ウイルスがこれほどまでに社会と経済に打撃を与えると経済学者や政府は予測していたでしょうか。生産・効率・収益などの目先の「経済成長」に集中するあまり、それを下支えする自然環境や人的資本の重要性が見落とされていたのではないでしょうか。

コロナショックは、世界銀行や世界保健機関(WHO)に「パンデミック・リスク」として予測されていた脅威でありながら、事前の備えが明らかに不十分だったために、現代社会・経済の脆弱性を浮き彫りにしています。

ウイルス発生の背景には、われわれの大量生産・大量消費、グローバル化した経済活動によって生態系が破壊されてきたことがあると言われています。遠隔地での道路建設や森林破壊、土地開拓、農業開発は、野生生物の生態系を破壊し、ウイルスを自然の宿主から解放しています。さらに野生動物貿易などで動物が都心部の市場に売り出され、SARSやMERS、COVID-19(新型コロナウイルス)の場合も、動物を介して人間がコロナウイルスに感染しやすい不自然な環境を作っているのです。

新型コロナウイルスの脅威は、われわれの健康が自然環境と密接に関係していることを示しています。自然環境を大切にしなければ、自らの健康を守ることができないのです。

人類全体が受け継いできた古くからの教えにもあるように、調和のとれていた生態系を破壊することは、社会にも悪影響を与えます。そして今回は、一部の地域社会だけの被害に留まらず、グローバル化された社会によって一気に感染は広まり、世界各地に感染の爆発的な連鎖を起こしています。

今、医療崩壊さえ起こしうる新型コロナウイルスの感染拡大により、人と人との繋がりは分断され、物の移動も減少し、多くの経済活動が停滞しています。

そこでもう一つの気づきがあるでしょう。経済は健全な社会の中にこそあるということです。

現在、最も打撃を受けているのは飲食・観光・芸能・製造業などの、多くの失職者を出し、経営危機にも陥っている中小企業であり、また次に負担を抱えているのは、われわれのライフラインを保つために、医療現場に立っている医師や看護師をはじめ、教育機関、保育園、交通機関、スーパー、薬局などで常に感染リスクを冒しながら働く「キーワーカー」たちでしょう。また考えるべき点は、そういった職種の多くは賃金が低い層であるにも関わらず欠かせない存在であるということです。

英語にこのようなことわざがあります。「A chain is only as strong as its weakest link.」つまり「鎖の強さはその最も弱い部分の環の強さで決まる」。健全な社会と経済を作るなら、社会的弱者をいかにサポートできるかが重要となります。

危機を乗り越え、復活に向かうための長期戦は始まったばかりです。一人ひとりの行動自粛をはじめとした社会全体の行動変容、そして国境を越えた国同士の連携が不可欠となっています。公益を守るべく政府や公的機関の役割はさらに重要となります。限られた財政をどのように分配し、社会の健康・福祉を優先させ、いかに脆弱な人々の命を守れるかが政府の使命です。深刻な状況の中、誰をまず助けるべきなのか、さらなる被害を防ぐにはどのような措置を取るべきなのかなどの適切な判断が問われます。
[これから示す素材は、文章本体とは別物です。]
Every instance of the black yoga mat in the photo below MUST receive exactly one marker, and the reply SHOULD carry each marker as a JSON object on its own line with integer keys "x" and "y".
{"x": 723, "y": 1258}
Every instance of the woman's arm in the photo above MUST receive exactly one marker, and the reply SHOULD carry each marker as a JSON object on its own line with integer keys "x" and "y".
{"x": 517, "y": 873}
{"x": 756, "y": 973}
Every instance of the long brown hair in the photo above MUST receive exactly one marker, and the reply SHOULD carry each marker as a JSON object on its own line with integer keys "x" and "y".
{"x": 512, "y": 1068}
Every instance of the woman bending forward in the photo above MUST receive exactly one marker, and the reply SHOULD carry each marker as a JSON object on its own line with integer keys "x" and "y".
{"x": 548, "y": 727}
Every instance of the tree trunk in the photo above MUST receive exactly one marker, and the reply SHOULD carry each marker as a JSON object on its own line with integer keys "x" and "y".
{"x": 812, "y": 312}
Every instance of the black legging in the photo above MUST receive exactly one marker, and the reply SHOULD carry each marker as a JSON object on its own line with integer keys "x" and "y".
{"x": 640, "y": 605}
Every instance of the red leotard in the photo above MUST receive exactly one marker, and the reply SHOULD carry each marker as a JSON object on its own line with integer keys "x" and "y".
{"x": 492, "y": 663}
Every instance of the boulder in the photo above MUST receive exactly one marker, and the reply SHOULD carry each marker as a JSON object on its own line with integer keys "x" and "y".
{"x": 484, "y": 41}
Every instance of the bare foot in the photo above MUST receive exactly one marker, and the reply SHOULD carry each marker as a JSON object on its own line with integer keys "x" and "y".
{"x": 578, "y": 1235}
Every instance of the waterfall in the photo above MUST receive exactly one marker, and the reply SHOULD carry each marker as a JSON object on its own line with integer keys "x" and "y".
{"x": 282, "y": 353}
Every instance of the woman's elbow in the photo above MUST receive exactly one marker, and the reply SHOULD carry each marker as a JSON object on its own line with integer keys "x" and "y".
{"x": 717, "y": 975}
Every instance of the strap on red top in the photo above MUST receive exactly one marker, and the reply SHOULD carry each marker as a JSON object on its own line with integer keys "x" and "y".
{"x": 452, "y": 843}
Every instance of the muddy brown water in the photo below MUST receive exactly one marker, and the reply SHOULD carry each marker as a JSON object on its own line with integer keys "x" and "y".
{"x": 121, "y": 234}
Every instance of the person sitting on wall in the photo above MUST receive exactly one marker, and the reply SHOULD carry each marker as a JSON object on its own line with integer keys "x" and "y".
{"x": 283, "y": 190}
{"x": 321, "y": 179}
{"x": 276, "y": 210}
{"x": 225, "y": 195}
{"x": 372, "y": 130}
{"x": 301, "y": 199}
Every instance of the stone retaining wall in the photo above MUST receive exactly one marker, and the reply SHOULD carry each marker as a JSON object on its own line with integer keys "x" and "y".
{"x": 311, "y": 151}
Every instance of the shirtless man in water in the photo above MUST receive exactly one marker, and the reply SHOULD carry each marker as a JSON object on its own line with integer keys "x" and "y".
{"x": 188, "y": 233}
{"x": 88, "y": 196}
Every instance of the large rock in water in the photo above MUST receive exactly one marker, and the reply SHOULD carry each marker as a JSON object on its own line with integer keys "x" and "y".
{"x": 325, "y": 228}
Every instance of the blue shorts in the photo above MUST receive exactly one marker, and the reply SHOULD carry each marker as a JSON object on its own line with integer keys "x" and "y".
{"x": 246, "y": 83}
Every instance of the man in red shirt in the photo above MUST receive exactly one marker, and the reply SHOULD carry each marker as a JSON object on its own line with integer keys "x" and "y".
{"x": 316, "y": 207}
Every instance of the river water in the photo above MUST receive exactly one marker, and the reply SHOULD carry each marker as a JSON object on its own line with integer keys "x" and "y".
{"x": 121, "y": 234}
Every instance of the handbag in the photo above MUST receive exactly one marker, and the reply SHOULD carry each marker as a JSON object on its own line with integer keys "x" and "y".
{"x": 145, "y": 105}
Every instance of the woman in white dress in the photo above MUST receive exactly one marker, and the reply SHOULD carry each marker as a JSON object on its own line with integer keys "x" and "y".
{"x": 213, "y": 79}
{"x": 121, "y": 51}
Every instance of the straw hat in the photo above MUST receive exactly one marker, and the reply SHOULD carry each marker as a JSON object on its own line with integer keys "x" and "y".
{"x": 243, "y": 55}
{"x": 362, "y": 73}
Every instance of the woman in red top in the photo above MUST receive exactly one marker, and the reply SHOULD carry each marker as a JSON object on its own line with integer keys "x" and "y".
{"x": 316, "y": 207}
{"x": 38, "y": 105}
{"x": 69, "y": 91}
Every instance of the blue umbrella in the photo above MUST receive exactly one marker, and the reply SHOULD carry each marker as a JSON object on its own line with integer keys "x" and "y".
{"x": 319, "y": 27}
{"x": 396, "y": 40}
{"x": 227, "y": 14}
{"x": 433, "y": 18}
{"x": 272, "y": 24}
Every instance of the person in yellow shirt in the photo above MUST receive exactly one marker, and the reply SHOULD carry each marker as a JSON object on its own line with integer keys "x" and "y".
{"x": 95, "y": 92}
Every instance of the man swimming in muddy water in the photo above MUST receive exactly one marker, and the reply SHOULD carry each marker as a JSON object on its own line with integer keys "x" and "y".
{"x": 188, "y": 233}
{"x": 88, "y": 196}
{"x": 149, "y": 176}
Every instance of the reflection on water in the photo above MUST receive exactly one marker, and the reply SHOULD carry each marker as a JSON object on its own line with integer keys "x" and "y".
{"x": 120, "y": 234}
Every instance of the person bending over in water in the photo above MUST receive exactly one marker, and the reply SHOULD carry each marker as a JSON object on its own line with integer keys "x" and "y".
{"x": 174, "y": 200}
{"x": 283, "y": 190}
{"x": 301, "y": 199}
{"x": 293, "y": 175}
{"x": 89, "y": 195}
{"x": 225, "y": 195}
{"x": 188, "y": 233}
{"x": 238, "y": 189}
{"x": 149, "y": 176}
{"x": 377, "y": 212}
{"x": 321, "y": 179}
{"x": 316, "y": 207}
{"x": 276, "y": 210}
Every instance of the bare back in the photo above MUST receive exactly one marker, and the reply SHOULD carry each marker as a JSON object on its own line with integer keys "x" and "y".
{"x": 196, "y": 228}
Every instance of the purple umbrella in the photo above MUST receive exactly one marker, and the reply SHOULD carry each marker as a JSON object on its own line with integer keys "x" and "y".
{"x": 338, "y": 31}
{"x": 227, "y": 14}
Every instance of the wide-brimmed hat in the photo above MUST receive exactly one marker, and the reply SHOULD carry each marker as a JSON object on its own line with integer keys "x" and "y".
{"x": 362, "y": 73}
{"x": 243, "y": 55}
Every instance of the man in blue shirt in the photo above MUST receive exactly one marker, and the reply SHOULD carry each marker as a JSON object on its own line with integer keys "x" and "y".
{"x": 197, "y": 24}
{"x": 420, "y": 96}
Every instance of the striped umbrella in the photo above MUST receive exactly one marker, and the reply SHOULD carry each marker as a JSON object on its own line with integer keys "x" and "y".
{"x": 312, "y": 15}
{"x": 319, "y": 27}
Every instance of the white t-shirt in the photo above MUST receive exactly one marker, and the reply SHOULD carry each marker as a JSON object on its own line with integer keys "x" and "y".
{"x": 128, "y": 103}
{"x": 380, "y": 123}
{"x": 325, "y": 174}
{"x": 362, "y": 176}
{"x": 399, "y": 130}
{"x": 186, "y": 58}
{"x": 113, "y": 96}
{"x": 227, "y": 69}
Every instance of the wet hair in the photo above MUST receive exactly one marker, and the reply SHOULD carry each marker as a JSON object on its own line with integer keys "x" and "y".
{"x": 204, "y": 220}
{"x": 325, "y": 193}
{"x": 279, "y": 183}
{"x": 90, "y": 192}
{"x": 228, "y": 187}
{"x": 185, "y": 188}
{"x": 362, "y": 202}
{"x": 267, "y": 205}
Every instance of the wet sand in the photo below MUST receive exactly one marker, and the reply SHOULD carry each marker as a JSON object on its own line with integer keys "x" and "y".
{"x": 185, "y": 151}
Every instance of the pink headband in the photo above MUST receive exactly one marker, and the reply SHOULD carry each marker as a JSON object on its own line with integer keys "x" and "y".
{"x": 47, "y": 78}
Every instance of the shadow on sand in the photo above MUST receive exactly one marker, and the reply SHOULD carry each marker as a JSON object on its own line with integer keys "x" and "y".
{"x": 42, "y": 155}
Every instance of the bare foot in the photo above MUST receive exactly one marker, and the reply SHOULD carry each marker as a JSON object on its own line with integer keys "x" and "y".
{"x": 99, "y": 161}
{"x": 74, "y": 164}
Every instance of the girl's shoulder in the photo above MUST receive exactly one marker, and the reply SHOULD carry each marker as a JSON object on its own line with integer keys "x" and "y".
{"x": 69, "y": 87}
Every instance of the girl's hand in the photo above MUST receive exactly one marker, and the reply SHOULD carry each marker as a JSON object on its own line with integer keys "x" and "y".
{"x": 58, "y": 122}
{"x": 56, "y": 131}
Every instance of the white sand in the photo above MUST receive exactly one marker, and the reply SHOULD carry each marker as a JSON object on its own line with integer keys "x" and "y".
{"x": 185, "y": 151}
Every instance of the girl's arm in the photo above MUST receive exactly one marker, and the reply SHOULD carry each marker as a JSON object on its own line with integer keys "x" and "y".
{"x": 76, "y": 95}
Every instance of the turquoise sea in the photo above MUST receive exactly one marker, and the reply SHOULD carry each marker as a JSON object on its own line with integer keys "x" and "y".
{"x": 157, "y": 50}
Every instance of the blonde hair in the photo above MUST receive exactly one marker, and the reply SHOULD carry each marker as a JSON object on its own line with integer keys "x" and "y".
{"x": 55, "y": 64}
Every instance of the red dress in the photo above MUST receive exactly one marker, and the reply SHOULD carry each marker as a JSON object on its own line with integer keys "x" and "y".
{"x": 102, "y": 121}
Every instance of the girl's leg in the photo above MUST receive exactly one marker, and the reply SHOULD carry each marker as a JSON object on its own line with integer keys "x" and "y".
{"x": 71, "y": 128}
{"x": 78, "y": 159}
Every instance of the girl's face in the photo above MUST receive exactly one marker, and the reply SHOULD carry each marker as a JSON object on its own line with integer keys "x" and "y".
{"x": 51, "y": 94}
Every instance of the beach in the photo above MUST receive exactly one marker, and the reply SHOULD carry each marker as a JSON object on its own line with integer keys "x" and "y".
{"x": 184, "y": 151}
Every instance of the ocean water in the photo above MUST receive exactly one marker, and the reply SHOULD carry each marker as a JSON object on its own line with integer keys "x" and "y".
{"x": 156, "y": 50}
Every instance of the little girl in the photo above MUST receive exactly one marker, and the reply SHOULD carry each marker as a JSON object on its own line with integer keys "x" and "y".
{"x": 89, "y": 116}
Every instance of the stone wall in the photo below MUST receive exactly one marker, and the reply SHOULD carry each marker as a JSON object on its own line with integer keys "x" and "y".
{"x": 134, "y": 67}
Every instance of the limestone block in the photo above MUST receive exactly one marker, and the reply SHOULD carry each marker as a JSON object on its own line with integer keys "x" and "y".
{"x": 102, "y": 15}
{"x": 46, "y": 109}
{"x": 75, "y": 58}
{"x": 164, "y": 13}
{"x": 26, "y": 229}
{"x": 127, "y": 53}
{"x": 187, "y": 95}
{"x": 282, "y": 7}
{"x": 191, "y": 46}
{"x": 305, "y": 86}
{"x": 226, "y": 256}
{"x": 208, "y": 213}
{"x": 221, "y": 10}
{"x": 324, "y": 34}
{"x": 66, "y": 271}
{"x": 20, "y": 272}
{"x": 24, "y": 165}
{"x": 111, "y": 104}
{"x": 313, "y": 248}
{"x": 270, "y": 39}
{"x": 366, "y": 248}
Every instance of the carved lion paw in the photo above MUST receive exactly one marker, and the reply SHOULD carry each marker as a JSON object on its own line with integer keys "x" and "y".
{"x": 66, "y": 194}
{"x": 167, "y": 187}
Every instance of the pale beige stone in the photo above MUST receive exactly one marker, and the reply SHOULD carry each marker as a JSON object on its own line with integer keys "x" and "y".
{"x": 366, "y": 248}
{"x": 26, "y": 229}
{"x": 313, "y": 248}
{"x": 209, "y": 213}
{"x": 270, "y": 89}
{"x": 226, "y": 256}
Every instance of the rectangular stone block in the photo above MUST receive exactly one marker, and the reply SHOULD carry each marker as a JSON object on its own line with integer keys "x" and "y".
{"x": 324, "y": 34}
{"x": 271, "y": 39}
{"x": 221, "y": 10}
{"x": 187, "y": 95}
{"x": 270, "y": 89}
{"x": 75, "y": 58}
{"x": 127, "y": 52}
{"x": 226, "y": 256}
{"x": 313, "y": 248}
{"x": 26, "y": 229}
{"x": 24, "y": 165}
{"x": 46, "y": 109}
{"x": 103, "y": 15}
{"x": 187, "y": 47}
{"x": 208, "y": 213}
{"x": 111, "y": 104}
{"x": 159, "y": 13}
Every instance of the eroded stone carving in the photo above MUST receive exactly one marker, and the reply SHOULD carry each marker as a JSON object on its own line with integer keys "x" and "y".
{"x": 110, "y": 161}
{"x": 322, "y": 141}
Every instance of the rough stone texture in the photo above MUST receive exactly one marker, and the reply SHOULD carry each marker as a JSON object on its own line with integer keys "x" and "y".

この大混乱の中、危機的状況をチャンスに変えて、レジリエンス(回復力・弾力性)のある社会を作るのが急務です。COVID-19から学び、健全な環境と社会を支える活動を重視し、サステナブルな経済を新たに想像する今こそ、経済の仕組みそのものを見直す良い機会になるかも知りません。このようなビジョンを持つ企業は従業員・顧客・投資家やそれぞれのステークホルダーに支持され、社会の回復に大きく貢献するでしょう。そのような動きがすでに現れているのが希望です。電気製品メーカーのダイソンが数日以内に人工呼吸器をデザインしたり、中小企業が洋服から布マスクの生産にビジネスを切り替えたり、医療現場を助けるため生まれているさまざまなイノベーションが新たな経済の姿として見え始めてきています。通信、医療、教育、持続可能な農林水産業、ビッグデータやAI、科学的研究などの分野を超えた協力・協働・コラボレーションを通じて社会課題解決をミッションとする新たな循環が生まれる転換点になれば、本当の成長を目指すことが可能になるでしょう。

新型コロナウイルスの危機が訪れたことで、環境・社会・経済の相互依存関係をもう一度見直し、より健全な生き方、働き方が生まれることを願います。なぜならば、人類はさらなる長期戦である気候危機に対して向き合い、今までの行動を大きく変容させないといけないからです。それには、危機の時に問われる価値観、想像力、共感と行動力が極めて重要です。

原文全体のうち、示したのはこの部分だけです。